During the campaign, we saw one vivid example of how Obama might handle online protests of his policies—he’ll let them go on. In June, the senator announced that he had switched positions on the Foreign Intelligence Surveillance Act. He decided to vote for an updated version of the bill even though it offered immunity to telecom companies that had worked with the Bush administration’s warrantless wiretapping program, a measure that many of his supporters vehemently opposed.

Protestors immediately took to the campaign’s site; a group urging Obama to reject the bill swelled to more than 20,000 members, making it by far the site’s largest. Obama didn’t change his mind on the eavesdropping bill. But neither did the campaign take any steps to shut down the anti-FISA group, and shortly before voting for the bill, Obama posted a lengthy note to the group explaining why he’d voted for the bill, and his policy staff answered hundreds of comments from the group explaining the nuances of the senator’s position.

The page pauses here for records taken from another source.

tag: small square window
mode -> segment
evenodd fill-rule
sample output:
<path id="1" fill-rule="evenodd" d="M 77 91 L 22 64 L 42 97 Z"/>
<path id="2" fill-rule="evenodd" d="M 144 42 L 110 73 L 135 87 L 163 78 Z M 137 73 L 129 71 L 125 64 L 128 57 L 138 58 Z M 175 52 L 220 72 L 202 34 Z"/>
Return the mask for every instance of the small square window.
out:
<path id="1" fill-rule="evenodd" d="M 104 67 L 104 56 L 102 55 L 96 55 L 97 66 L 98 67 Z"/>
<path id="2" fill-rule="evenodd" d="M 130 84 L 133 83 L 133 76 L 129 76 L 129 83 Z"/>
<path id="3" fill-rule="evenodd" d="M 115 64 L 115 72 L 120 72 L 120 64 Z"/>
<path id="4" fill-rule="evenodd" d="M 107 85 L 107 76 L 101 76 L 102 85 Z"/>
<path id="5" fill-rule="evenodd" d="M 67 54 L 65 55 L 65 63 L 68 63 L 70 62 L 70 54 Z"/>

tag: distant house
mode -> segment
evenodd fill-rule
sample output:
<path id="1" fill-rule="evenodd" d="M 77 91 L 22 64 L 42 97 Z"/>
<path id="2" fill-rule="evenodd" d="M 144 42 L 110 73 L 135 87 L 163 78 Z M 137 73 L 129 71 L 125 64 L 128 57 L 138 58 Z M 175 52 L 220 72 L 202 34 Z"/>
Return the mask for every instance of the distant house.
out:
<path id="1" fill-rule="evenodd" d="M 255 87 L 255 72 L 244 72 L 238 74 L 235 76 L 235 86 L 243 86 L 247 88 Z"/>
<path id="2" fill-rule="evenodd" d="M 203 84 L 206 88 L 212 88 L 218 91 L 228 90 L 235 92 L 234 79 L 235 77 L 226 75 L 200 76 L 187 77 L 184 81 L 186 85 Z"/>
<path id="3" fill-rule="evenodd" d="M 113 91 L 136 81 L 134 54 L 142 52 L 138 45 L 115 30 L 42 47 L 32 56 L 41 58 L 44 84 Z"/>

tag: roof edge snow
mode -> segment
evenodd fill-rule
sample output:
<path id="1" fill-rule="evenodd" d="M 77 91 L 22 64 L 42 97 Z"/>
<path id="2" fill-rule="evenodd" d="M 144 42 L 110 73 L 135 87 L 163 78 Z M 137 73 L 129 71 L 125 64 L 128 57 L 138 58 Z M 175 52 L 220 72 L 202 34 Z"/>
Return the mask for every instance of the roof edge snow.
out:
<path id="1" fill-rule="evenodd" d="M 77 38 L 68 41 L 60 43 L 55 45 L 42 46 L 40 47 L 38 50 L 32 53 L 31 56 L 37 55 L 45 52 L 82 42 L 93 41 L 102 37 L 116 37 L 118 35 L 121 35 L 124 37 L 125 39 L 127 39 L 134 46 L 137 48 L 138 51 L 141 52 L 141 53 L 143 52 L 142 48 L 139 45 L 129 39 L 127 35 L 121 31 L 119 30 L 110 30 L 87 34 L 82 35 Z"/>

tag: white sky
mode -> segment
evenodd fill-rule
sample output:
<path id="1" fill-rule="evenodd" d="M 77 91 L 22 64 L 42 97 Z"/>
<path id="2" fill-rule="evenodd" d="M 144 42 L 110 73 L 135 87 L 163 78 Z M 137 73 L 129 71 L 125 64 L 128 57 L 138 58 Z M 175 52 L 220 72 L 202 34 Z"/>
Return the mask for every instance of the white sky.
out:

Alan Rosenblatt, the associate director of online advocacy for the Center for American Progress Action Fund, says that if Obama does the same thing while in office, he might be able to blunt some of the inevitable criticism of his proposals. “If there’s a level of back-and-forth, it creates a sense of democracy,” Rosenblatt says—and that sense of democracy ends up serving the candidate well. The FISA protest took place during a key moment in the Obama campaign—just after he’d locked up the nomination, at a time when many volunteers were deciding how much work to do for the campaign. I called up Chrisi West, a 29-year-old Obama supporter who opposed his position on FISA but who, nevertheless, went on to become one of the campaign’s most active supporters in her home state of Virginia. West told me that Obama’s response on the eavesdropping bill helped convince her that the online community wasn’t incidental to Obama—that he actually respected what people thought of his positions. That kind of openness only pushed people to work harder, West said, and when he takes office, “we’ll all be ready to jump in when we’re needed.”

It remains to be seen, though, whether more casual online supporters will take up arms for Obama when he takes office. The sort of Web site the Obama team seems to be envisioning—one in which the president and his citizens hold deep discussions about the controversial issues of the day—will surely be much less focused than My.BarackObama.com, which had a singular goal: to get Barack Obama elected. Obama’s campaign Web site connected disparate people who shared a common passion; the White House social network will connect people who disagree with each other and with the president—and whose goals might be in conflict. So far, the Web hasn’t had a great record of bridging social divisions. If Obama can change that, maybe he really is a different kind of politician.